Lyra has made great progress in her play and work skills.
She consistently returns her toys to me – all types of toys including tug toys and stuffie toys.
She knows what play and training are, and she puts herself into drive when we head for the training field. While she will still leave me to sniff or check something out during work, it is becoming much less common. She wants to work, and she stays engaged until I stop.
Now that Lyra has good play skills with toys, I’m working harder at play without toys. Being a typical puppy from a biting breed, she bites me, and she can bite very hard. To get around this, I must go back and forth between play with toys in her mouth, and play with nothing at all. A third option is to go into work when she gets too wound up.
Here is a video showing a typical session. She is “average” biting in the video; some days she is much worse. Others days she is a little sleepy and tired, and then it’s easy to avoid the biting. There is a relationship between how much biting I’m enduring and how much drive is available to channel. Biting isn’t bad; it simply must be channeled into work or play without her teeth. This will take time.

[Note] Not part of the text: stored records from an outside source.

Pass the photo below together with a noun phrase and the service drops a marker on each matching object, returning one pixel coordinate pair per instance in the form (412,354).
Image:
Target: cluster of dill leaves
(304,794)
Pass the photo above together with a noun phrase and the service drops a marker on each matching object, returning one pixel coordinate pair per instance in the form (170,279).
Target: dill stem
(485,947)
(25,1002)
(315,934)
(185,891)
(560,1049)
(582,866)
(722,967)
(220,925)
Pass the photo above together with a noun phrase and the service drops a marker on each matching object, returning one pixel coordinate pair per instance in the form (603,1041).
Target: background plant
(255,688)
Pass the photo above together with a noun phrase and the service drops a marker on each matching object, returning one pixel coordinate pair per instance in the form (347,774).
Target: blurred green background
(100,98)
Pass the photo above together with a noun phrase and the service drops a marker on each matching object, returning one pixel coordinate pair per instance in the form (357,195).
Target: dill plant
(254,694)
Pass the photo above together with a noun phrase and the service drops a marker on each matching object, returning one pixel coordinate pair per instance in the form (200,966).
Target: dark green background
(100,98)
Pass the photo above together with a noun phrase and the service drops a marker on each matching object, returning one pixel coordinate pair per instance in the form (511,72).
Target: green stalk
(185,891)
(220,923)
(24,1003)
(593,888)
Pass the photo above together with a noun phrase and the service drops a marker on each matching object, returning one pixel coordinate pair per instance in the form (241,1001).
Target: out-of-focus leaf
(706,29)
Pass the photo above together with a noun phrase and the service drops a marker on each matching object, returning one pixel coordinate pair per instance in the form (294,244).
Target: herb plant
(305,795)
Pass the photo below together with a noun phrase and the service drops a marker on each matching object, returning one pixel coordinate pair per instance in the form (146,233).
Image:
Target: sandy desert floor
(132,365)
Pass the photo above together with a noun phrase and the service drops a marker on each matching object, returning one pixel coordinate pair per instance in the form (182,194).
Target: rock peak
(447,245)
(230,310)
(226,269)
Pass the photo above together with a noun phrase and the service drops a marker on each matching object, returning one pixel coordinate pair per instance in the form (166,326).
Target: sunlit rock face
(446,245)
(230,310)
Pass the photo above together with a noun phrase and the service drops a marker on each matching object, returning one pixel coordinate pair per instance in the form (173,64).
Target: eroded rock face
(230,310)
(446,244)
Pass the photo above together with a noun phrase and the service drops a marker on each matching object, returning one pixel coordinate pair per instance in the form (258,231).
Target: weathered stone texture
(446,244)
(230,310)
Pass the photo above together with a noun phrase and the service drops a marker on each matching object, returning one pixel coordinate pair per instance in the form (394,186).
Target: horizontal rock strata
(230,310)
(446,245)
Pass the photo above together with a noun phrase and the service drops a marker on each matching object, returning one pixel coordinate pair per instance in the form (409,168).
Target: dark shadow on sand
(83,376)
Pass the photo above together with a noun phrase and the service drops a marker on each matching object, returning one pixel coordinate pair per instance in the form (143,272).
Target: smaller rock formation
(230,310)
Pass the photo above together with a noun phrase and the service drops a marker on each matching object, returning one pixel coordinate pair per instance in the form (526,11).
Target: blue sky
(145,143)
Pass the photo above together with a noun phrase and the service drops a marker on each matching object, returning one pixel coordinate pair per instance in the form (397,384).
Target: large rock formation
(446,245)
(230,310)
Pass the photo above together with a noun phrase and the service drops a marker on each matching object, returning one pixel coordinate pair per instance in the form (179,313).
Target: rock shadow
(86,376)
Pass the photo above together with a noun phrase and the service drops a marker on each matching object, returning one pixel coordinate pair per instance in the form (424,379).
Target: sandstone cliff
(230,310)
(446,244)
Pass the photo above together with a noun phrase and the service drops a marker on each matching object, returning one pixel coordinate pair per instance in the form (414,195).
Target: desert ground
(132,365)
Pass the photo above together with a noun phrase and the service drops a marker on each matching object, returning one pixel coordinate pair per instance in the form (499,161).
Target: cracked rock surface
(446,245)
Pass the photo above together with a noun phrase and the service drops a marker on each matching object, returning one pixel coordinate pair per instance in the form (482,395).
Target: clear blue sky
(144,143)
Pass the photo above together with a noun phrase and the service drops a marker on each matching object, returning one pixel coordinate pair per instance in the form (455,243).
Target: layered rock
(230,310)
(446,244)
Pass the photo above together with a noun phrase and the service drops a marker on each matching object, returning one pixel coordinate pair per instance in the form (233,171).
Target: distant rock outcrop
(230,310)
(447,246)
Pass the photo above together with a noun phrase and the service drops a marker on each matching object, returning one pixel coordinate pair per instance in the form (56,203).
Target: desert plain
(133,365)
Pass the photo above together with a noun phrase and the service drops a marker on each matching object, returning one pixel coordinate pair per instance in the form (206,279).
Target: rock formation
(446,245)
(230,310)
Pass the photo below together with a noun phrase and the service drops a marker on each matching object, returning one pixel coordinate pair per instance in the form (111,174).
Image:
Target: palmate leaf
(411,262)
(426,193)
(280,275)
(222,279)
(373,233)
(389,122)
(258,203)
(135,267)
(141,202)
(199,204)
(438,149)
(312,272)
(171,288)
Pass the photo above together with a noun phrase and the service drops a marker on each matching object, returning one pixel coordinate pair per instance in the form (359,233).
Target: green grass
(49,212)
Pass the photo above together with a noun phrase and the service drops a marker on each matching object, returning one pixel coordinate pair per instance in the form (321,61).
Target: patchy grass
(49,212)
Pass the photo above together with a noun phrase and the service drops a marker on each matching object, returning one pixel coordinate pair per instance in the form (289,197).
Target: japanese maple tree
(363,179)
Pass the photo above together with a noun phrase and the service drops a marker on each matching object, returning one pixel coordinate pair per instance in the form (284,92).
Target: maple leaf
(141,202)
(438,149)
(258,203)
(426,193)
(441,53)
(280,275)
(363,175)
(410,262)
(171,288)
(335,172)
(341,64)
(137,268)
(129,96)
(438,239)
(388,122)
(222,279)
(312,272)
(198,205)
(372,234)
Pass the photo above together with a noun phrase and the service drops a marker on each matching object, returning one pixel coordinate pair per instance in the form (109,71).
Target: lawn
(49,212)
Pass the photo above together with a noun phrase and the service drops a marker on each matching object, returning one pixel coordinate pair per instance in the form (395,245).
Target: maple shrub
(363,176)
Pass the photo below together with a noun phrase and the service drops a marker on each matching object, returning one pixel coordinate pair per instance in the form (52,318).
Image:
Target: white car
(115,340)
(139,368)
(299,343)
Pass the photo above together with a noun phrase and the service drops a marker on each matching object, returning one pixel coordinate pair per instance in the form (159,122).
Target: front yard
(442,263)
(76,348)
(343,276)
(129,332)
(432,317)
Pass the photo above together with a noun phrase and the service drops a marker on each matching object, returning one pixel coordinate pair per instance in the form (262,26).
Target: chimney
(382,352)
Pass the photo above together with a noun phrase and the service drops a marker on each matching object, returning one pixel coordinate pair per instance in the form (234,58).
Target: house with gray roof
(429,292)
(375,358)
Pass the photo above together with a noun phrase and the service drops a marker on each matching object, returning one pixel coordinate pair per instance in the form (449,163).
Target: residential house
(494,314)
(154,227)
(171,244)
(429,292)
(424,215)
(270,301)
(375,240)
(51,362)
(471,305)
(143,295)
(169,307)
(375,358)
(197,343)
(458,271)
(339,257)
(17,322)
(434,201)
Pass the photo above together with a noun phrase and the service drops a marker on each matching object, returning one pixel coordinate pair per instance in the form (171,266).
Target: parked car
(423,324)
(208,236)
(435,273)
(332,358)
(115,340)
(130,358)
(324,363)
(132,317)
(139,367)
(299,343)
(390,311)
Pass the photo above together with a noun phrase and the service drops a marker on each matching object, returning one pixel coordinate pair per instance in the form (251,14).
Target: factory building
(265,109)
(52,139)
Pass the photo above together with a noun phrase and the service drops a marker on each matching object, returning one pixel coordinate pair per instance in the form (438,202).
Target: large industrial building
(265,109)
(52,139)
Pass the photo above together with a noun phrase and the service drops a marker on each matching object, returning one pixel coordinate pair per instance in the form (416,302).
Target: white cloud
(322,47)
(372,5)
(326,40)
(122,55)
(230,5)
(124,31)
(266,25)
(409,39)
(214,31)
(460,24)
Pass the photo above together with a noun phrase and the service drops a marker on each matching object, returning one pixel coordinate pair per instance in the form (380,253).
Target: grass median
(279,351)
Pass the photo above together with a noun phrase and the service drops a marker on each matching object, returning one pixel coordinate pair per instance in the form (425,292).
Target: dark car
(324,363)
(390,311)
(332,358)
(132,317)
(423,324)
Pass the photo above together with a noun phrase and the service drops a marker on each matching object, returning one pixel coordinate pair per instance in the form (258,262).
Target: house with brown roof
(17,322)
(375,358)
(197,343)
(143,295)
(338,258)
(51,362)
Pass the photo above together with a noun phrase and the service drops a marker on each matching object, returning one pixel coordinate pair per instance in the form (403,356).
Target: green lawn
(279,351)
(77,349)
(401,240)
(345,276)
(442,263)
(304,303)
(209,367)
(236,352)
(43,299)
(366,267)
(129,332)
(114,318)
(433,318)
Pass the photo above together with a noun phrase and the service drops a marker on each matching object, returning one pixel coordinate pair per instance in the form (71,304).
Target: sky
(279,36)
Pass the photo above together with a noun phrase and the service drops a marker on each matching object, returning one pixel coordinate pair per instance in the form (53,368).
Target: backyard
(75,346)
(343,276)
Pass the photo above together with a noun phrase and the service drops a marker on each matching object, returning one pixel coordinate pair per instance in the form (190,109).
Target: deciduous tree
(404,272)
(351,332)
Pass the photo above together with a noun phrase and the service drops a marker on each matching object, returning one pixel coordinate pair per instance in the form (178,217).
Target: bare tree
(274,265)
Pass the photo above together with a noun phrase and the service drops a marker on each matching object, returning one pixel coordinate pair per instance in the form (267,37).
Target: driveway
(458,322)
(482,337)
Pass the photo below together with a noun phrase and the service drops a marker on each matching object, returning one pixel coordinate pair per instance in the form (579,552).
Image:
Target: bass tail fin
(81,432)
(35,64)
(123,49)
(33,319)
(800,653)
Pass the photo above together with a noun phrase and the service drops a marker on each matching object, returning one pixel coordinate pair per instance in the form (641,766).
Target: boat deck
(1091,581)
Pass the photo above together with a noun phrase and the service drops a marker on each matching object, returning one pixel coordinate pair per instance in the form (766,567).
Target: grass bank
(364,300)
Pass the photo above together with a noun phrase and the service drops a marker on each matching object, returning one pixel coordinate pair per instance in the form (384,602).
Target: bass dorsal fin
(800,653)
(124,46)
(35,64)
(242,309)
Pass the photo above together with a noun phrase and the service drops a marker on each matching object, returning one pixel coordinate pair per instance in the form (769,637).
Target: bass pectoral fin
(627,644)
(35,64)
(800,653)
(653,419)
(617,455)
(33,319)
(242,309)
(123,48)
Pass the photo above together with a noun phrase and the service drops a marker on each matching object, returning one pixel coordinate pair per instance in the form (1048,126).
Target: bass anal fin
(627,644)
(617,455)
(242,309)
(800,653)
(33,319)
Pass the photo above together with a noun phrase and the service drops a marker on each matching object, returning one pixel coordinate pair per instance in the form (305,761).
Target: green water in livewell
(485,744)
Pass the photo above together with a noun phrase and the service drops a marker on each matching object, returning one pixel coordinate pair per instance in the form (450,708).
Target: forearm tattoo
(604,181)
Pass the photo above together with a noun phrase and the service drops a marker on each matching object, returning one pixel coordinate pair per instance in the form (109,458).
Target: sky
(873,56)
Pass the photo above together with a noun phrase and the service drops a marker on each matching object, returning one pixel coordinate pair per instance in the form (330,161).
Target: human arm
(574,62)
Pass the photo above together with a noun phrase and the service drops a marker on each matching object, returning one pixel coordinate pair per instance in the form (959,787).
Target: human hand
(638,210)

The video shows how I play with Lyra while she holds the toy. Note that my primary focus is on Lyra, not the toy. The purpose of the toy is to keep her mouth occupied – she already has good play skills when the toy is the focus. You’ll also see how I am starting to use work to calm her down and focus her when I start to lose control. I use heeling for our work because she understands it; someday I will have many options for regaining control. When I bring Lyra into heeling, I use my fingers to guide her, but there is neither food nor toys visible – my fingers are simply a target that she has learned to follow. The actual food comes out of my pocket when I click, or the toy comes from behind my back. She does not know when she starts heeling what she might be working for.
I do not get angry when she bites my arm or pants; I quietly stop moving and remove her. Then I quickly try to substitute work. She notices the change in my energy and will learn to respond with time.
Once we master our play skills, a third option of reward becomes possible. She can heel for either food, toys or to play with me. The third option is the one which is most valuable in the ring, and the one that I am working hard to achieve.